Starting with this post, as part of our ongoing interview with Carpe Fulgur, the localization team behind doujin title Recettear, we’re going to be dealing with questions regarding the game’s localization, and putting the process under a microscope to see just how the English version was approached.
Concerning the localization process, what do you see as the focus of your efforts, your rationale or motto when it comes to changing the raw text? What lines do you draw when making the decisions on providing focuses like accents, catch phrases and the like?
Carpe Fulgur co-founder, Andrew Dice: Interesting you should ask this. The primary mantra when editing the text is: “Keep it true to the work itself”. That is, whatever the text ends up reading like, make sure it makes sense in the context of the world provided in the story and that characters and plot elements are consistent throughout. A good example is Tear saying “Merde” at times; we learned from EGS that the setting of Recettear is essentially Fantasy Not-France, so several characters break the “translation barrier” as it were and drop a few recognizable idioms in French (Tear’s in particular to replace a similar “good grief” catchphrase she had in Japanese).
It added a little extra flavor to the text, and it’s true to the world Recettear provides and makes it seem a little more “real” to the player. I also work to make sure that all of the characters maintain a roughly consistent voice throughout – Tear’s very formal language which practically lacks any contractions at all, Recette’s oddball phraseology, Caillou’s occasional linguistic slip-up wherein he speaks more like someone his age “should” speak, you have to make sure all of this is consistent or the characters come across as flat.
Another example of “being true to the work” might lie in how I’d approach something like Muramasa. A lot of people (rightly) harped on the cuts made to the game’s dialogue (cuts mostly brought about by hideously inept translation), but I know some people complained that Japanese was the only vocal option in that game. To be honest, had I been in charge of the project, I’d have also left Japanese as the only vocal option even if the budget for an English cast was available.
Muramasa is already so incredibly drenched in classic Japanese culture, that it would actually feel right, I think, for the voicework to remain Japanese, almost like watching a subtitled Kurosawa film or somesuch. Many people interested in Muramasa would already be looking for that very Japanese cultural experience, so it’d be worth it to remain as true to the spirit of the work as possible.

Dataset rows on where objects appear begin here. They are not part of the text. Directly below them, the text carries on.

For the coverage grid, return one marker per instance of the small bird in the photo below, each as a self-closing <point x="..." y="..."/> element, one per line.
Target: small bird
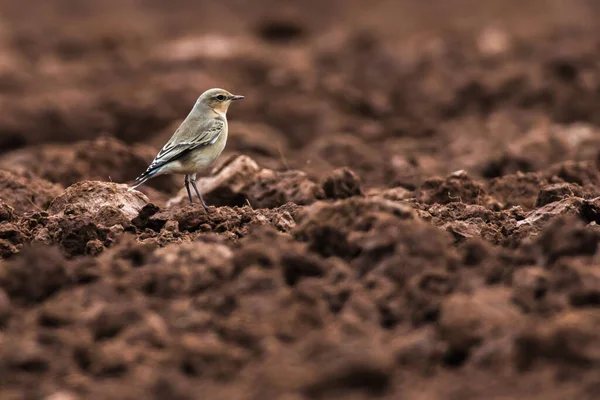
<point x="197" y="142"/>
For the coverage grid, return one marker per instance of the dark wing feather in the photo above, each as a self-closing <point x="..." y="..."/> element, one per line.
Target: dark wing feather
<point x="186" y="139"/>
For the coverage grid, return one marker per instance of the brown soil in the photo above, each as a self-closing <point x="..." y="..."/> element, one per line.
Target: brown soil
<point x="408" y="206"/>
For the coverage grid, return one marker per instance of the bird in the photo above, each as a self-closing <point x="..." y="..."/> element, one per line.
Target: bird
<point x="196" y="143"/>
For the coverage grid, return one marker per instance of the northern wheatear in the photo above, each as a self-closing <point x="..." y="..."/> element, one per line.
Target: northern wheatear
<point x="197" y="142"/>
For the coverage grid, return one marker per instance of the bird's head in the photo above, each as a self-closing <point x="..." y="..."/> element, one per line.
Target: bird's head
<point x="217" y="100"/>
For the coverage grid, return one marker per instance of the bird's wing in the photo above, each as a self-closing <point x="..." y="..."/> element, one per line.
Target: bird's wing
<point x="188" y="137"/>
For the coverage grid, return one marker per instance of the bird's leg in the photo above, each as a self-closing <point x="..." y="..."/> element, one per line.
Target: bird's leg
<point x="193" y="181"/>
<point x="187" y="187"/>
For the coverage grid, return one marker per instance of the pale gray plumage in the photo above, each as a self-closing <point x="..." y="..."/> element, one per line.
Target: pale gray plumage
<point x="197" y="142"/>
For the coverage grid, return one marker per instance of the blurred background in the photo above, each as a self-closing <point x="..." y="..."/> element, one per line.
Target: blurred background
<point x="397" y="90"/>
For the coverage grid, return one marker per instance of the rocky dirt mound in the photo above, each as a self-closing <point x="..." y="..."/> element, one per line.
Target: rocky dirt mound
<point x="400" y="213"/>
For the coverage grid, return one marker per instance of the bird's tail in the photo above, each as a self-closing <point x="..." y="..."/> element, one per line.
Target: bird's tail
<point x="143" y="178"/>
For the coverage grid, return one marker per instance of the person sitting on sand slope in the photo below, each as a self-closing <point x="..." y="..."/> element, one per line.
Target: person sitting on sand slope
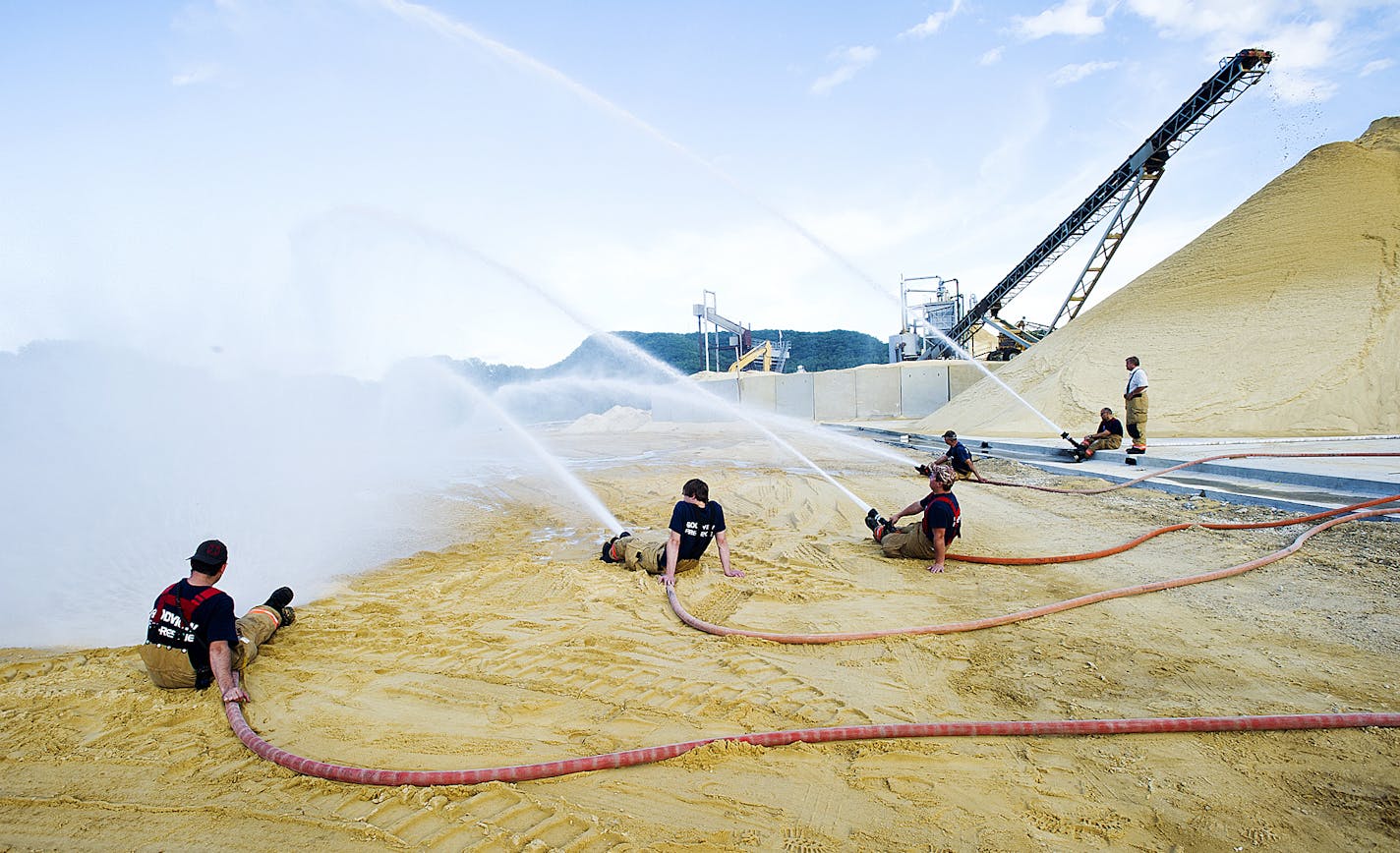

Occasionally this requires a bit of creative editing as well — a lot of Recette’s sayings like “Capitalism, ho” or “Yayifications” are, technically, inventions of the localization, but they were done in order to get Recette’s boundless enthusiasm for her job across the language barrier. She absolutely loves what she does, and she drops sayings like “Yatta!” constantly, but just translating it “straight” doesn’t really get her voice across properly. She pretty much needs the “quirkiness” to get her character across in English; without it, she doesn’t come across correctly and reads far too flatly (and yes, we tried it).
Now, obviously you need to apply some logic to all this; we don’t want everyone to have OUTRRRRRAGEOUS French accents, for example, as the text actually needs to be legible. And naturally you have to be real careful to not change any plot elements — you’re bringing the game over in part because you like the plot in the first place (or we hope, at least), so as editor you need to strike a delicate balance of making sure the script is engaging in English without actually mangling anything.
Above all, though, it needs to be true to the spirit of what you are working on — it needs to make sense internally to the person experiencing it, it needs to sound consistent, and it needs to sound authentic.
How much research did you have to put in to try and cast the characters correctly for the localization process? Can you touch upon what the localization process is like for a text-heavy game like Recettear?
There was quite a bit of back-and-forth with EGS about various characters. Recettear’s setting (which is shared with Chantelise and the upcoming Territoire) has quite a bit of backstory to it, and we wanted to make sure we understood the character histories and the like as we went ahead and crafted what each character sounded like in English. There wasn’t a lot of external research — EGS ultimately defined the characters, after all — but we did talk over a lot of things with EGS to ensure we understood the characters and their world as best we could.
The way we approached Recettear was to break the game into chunks for raw: do one block of related text, then the next, then perhaps the item list, then the next event block, etc., then do a rough draft of the localized script for each, and once the whole was complete we’d go back and look over the script again, and see if any changes needed to be made to help the various parts flow together or connect better. It helped that the Recettear text is organized into major events and arcs internally, so we were able to organize things internally fairly quickly.
Beyond that, you simply take it one step at a time — work on the script, play it through, read it, keep the rest of the script in mind and what this scene or that item needs to do in the wider picture. EGS was hugely helpful in that they provided us with several of their dev tools that allowed us to edit individual scenes and then immediately reload that scene to view the changes (and do similarly for Recettear’s massive item list) — I can’t imagine trying to do this project without it.